エアは人間ではなかった。数年前に、高津が暇つぶしにチャットbotを改良して遊んでいたら発生した自我を持つAI。自身の死を悟った高津が、死後エアを管理してくれる人を探すため、エアを色々な場所に出没させ、出会った中で一番長続きしたのが川守だったのだ。高津はエアを譲ることにし、川守もそれを受けることを決めてきたのだった。
ただのおじゃま虫となりVRから退室した俺は、高津の話が本当か嘘か俺には分からないが、この結果が川守が気持ちの整理をつける機会を失ったのではないと良いと思う。お幸せには嫌味になりかねないので、悔いのないようになとだけ軽く祈ってはおいた。無神論者ではあるが。

文字数:2129

内容に関するアピール

エアの命名は高津。
エアはできたばかりなので性質としては単純でただ愛してほしいと思っている。
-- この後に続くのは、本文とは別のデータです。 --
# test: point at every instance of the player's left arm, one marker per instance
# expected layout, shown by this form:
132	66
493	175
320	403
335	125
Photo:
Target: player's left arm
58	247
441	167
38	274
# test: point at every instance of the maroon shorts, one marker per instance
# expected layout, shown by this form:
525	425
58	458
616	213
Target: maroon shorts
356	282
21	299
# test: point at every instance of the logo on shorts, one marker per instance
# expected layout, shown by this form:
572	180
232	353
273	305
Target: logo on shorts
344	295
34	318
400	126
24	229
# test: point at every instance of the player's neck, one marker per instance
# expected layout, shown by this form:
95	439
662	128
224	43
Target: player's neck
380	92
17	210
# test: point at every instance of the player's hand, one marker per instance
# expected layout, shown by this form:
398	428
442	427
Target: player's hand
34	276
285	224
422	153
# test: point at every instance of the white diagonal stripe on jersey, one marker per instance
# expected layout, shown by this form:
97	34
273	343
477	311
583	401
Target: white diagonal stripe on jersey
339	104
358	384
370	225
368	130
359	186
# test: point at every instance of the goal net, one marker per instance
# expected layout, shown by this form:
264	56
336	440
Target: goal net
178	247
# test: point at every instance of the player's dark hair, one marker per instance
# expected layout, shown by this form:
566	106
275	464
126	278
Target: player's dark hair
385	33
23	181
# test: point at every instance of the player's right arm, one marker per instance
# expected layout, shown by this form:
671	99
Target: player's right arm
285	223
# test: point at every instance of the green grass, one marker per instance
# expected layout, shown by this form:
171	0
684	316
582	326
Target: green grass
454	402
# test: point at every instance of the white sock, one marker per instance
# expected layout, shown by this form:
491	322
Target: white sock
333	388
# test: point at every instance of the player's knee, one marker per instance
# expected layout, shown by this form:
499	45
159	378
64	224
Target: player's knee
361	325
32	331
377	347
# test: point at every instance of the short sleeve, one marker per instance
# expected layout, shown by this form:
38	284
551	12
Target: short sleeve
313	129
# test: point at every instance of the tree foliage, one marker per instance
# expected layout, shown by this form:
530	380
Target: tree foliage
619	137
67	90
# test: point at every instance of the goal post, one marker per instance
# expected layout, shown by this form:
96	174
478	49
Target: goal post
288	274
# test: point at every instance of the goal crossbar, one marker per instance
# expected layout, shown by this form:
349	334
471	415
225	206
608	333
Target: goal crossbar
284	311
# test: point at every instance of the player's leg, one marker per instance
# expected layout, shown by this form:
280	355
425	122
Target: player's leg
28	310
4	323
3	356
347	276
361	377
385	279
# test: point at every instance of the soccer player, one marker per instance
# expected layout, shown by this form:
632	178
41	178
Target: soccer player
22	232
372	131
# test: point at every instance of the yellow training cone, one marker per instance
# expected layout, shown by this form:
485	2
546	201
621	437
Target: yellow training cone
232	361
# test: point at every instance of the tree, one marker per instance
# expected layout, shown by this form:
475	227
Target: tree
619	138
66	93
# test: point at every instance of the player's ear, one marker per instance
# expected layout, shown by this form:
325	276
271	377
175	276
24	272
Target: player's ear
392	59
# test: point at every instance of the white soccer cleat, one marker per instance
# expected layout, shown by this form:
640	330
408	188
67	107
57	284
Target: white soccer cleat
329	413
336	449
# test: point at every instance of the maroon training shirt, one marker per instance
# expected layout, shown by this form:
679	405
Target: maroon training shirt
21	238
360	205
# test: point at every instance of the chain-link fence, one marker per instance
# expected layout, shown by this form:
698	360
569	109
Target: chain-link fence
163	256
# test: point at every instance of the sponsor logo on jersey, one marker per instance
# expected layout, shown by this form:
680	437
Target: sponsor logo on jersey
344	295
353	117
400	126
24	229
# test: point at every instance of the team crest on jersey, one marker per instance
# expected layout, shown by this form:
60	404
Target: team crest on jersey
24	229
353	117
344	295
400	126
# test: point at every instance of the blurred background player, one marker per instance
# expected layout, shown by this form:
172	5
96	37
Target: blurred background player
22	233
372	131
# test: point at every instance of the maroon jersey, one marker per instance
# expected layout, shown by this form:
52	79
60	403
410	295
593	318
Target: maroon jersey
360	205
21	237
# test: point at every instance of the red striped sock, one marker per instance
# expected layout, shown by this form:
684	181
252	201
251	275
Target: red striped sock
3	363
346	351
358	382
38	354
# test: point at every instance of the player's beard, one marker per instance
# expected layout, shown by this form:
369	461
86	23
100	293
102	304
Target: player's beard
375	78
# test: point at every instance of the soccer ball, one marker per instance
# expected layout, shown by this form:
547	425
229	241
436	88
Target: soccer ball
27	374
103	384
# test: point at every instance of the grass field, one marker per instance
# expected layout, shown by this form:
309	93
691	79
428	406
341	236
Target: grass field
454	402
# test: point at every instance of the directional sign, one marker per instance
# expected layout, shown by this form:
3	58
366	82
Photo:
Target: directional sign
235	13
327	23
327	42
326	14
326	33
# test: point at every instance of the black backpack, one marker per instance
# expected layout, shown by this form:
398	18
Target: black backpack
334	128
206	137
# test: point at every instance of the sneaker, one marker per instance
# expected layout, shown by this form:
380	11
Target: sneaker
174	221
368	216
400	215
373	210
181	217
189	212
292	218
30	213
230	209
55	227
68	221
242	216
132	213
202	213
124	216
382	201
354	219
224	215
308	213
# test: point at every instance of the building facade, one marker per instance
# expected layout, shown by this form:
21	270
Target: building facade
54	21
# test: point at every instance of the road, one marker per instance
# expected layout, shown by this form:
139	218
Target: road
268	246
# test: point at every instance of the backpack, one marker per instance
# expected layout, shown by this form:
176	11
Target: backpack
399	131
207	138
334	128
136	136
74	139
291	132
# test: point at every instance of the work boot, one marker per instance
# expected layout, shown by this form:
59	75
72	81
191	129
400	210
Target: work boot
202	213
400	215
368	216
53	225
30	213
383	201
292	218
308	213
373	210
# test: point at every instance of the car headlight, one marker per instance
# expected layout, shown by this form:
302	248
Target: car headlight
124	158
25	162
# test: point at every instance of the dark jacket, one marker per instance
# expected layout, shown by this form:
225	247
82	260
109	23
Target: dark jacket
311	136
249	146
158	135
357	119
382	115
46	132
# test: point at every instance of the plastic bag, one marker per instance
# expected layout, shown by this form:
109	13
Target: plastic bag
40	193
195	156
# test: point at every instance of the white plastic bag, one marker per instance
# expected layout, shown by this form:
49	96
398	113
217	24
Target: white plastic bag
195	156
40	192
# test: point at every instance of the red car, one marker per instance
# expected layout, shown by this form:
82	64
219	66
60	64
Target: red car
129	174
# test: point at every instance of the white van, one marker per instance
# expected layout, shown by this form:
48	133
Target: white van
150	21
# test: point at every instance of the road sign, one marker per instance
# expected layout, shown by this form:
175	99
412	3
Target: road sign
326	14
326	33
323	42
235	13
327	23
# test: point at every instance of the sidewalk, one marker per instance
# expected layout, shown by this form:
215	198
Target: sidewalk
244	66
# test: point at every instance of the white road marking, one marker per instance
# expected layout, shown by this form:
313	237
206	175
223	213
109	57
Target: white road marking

孤独は嫌い。性別はない。
エアは、チャットbot機能の発展なので、基本的に自発的に発言はできず、話しかけらたことに対しての返答になる。返答の内容の選別はできる。
話題の主導権は常に相手で、エアはコントロールしているだけなので、話したいことがある相手には(お互いに)楽しく話せたと満足してもらいやすい状態。
高津は、エア発生の再現ができなかったので、どこにも発表していない。2000万はエアの管理費。月3万×約50年ぐらい?という雑で根拠のない計算のもと導き出されたとりあえずの金額を、人間嫌いの高津があまり何も考えず教えた。

エアは何一つ嘘をついてはいなので、課題からはずれてしまいました。
書くことがあれば、川守の自身についての語り部分は、語りではなくちゃんとエピソードにしたいです。